Cóż, albo nasi koledzy zaakceptują zmiany albo się pożegnamy
— miał powiedzieć gazecie „jeden z ważnych polityków PiS”.
Nigdy nie zgodzimy się na oddanie jednego resortu! - mówił nam tuż przed spotkaniem jeden z ważnych polityków partii Ziobry. - Prezes PiS i premier raczej nam nie ustąpią, a wydźwięk ostatnich rozmów między nami jest taki: „nie pasuje wam, to się pożegnajmy”
— czytamy.
Rozmowy są twarde, ziobryści i gowinowcy nie odpuszczają. Gowin ma chrapkę na wicepremiera i ministra rozwoju. Zastąpiłby Jadwigę Emilewicz
— opisuje kulisy „SE”.
Morawiecki vs Ziobro? Emilewicz odejdzie? Garść plotek
Inne media (m.in. Onet i „GW”) informują, że w trakcie dyskusji na Nowogrodzkiej miało dojść do spięć, a nawet „bezpośredniej konfrontacji” pomiędzy premierem i szefem Solidarnej Polski. Choć ostatecznie zawarto wstępne porozumienie.

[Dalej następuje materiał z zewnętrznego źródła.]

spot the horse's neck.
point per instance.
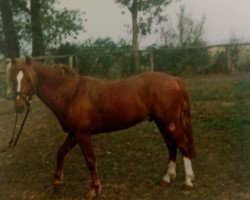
(51, 88)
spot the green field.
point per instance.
(132, 162)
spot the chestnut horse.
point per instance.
(85, 106)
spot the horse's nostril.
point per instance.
(20, 108)
(19, 105)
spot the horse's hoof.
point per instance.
(91, 195)
(187, 187)
(57, 187)
(165, 184)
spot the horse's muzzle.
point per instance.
(20, 104)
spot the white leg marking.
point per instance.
(171, 173)
(19, 78)
(188, 171)
(7, 73)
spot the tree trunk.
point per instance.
(38, 47)
(11, 44)
(135, 45)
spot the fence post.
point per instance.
(151, 57)
(230, 65)
(71, 62)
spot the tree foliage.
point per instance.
(144, 14)
(149, 13)
(188, 32)
(57, 24)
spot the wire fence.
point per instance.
(225, 58)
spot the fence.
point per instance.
(204, 59)
(108, 64)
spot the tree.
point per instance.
(38, 47)
(43, 26)
(144, 14)
(10, 39)
(187, 32)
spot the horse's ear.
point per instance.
(13, 61)
(28, 60)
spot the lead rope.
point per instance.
(11, 142)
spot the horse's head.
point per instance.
(22, 79)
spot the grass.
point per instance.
(132, 162)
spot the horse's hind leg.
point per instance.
(85, 142)
(186, 148)
(68, 144)
(172, 149)
(175, 137)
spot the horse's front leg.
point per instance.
(68, 144)
(85, 142)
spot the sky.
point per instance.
(224, 18)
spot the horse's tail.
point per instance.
(185, 117)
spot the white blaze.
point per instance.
(171, 173)
(19, 78)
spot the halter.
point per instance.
(27, 98)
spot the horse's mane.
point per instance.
(64, 71)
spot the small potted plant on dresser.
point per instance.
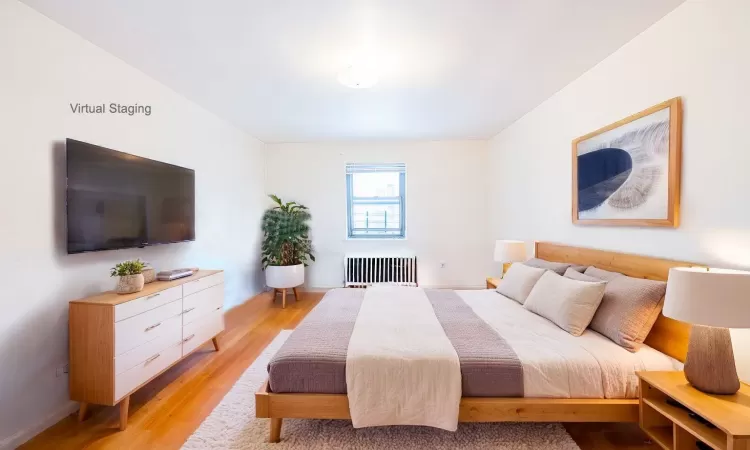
(129, 276)
(286, 246)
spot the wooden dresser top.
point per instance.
(112, 298)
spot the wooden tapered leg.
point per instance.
(82, 410)
(275, 431)
(124, 405)
(709, 365)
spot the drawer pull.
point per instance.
(152, 358)
(152, 327)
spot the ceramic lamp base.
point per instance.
(710, 366)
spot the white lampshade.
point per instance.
(510, 251)
(710, 297)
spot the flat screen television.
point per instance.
(116, 200)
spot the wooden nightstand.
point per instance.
(727, 417)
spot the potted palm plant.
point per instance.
(286, 246)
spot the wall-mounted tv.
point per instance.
(116, 200)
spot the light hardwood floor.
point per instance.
(165, 413)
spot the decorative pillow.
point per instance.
(558, 268)
(569, 304)
(576, 275)
(605, 275)
(629, 308)
(578, 268)
(518, 281)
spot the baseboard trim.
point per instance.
(23, 436)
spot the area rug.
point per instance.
(232, 425)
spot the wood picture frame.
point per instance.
(617, 198)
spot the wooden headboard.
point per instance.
(669, 336)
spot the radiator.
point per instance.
(362, 271)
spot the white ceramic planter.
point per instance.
(129, 284)
(282, 277)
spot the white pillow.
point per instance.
(569, 304)
(518, 281)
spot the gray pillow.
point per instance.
(569, 304)
(576, 275)
(605, 275)
(518, 281)
(629, 308)
(578, 268)
(558, 268)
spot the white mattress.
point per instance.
(559, 365)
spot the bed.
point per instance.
(551, 376)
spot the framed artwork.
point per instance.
(628, 173)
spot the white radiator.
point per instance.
(362, 271)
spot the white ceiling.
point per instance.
(449, 69)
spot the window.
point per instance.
(375, 195)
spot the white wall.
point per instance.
(445, 200)
(44, 68)
(700, 52)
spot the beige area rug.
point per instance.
(232, 425)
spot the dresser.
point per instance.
(118, 343)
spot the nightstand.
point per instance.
(668, 409)
(492, 282)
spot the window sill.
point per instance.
(375, 238)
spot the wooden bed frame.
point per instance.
(668, 336)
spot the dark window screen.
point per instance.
(117, 200)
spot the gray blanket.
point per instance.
(313, 359)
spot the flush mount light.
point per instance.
(358, 77)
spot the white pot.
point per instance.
(129, 284)
(282, 277)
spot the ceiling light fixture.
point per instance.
(358, 77)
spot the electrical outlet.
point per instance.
(62, 370)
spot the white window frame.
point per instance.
(353, 168)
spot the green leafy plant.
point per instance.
(125, 268)
(286, 235)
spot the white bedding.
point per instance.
(401, 368)
(557, 364)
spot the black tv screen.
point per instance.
(116, 200)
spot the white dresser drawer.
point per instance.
(202, 303)
(191, 287)
(149, 302)
(135, 331)
(131, 379)
(197, 333)
(170, 336)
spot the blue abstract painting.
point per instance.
(622, 173)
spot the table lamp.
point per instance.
(508, 252)
(713, 300)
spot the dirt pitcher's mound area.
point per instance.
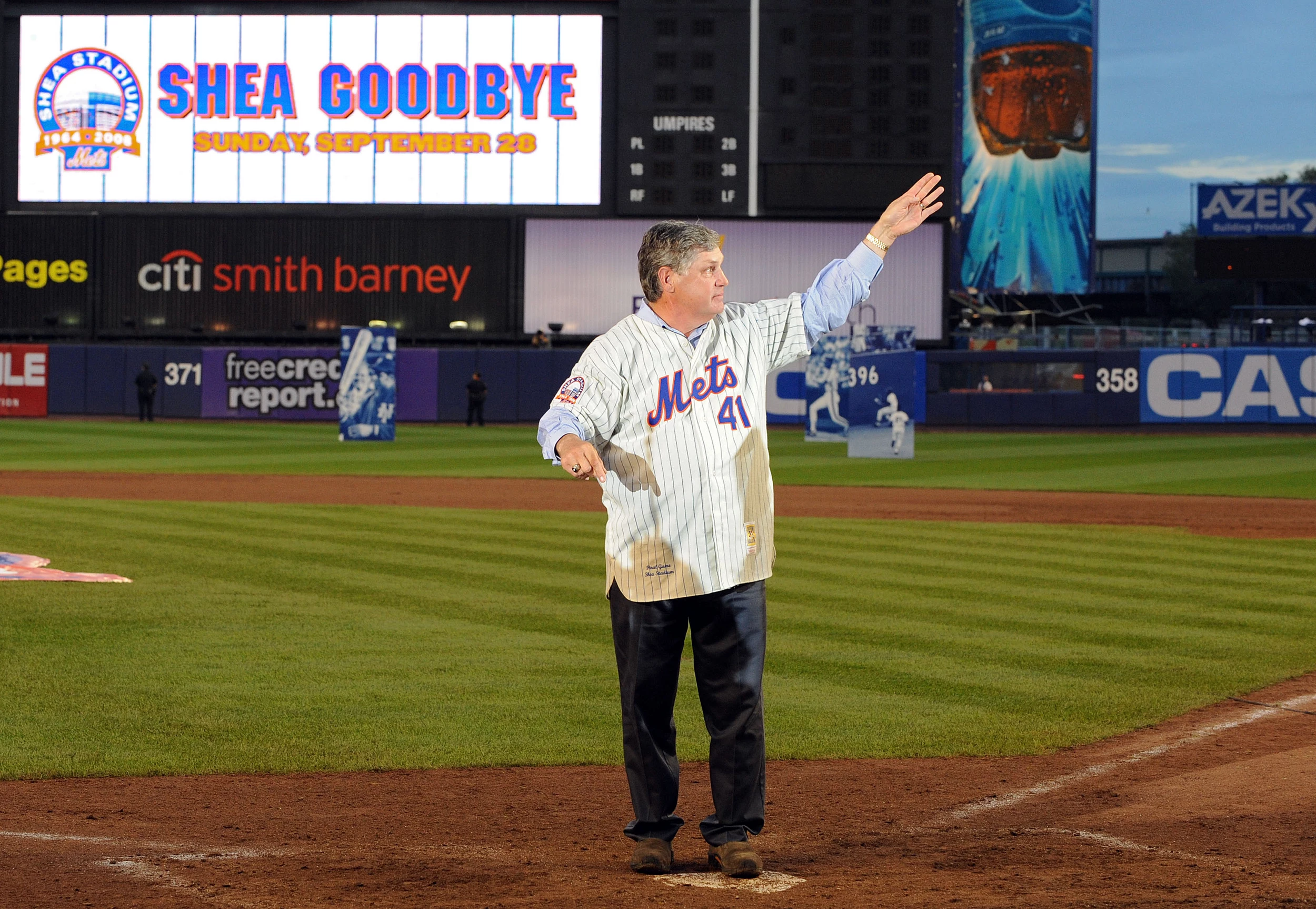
(1218, 516)
(1212, 808)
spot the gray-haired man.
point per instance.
(667, 411)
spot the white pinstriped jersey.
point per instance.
(682, 432)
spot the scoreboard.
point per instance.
(646, 108)
(683, 108)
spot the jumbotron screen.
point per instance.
(431, 110)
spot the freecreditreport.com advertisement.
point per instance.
(433, 110)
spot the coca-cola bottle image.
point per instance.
(1032, 75)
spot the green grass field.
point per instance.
(280, 638)
(1130, 463)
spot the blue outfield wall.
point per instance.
(1227, 385)
(99, 379)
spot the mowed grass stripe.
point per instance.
(1280, 466)
(286, 638)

Krążą też pierwsze spekulacje o personalnych decyzjach w ramach Porozumienia. Do rządu miałby wrócić Jarosław Gowin (kilka miesięcy temu sam podał się do dymisji), a w związku z tym, funkcję wicepremiera i ministra straciłaby Jadwiga Emilewicz.
Z innej zaś strony pojawiła się i dość odważna plotka, jakoby Zbigniew Ziobro miał „ponowić prośbę o przyjęcie go z Solidarną Polską” do PiS, na co Jarosław Kaczyński miał się nie zgodzić. Piotr Zaremba na łamach „DGP” ocenia, że tylko po powrocie do PiS, Ziobro może liczyć na udział w walce o pozycję lidera całej Zjednoczonej Prawicy.
„Nie ma wielkiej miłości politycznej, ale jest wzajemny szacunek”
Owe kuluarowe wieści skomentował w dość śmiałym wywiadzie dla Onetu jeden z posłów Solidarnej Polski.
Na pewno trzeba rozważyć, czy dobrym pomysłem jest ograniczanie liczby ministerstw i centralizowanie władzy w poszczególnych resortach
— stwierdził Mariusz Gosek.
Komentował też relacje pomiędzy ministra sprawiedliwości i premiera, poddając w wątpliwość doniesienia o rzekomym starciu,
Może tam nie ma wielkiej miłości politycznej, ale jest wzajemny szacunek. To wiem na pewno, bo obserwuję tę sytuację. To, że nie ma miłości, nie oznacza, że nie może być szacunku pomiędzy prezesem Rady Ministrów, a ministrem sprawiedliwości
— powiedział.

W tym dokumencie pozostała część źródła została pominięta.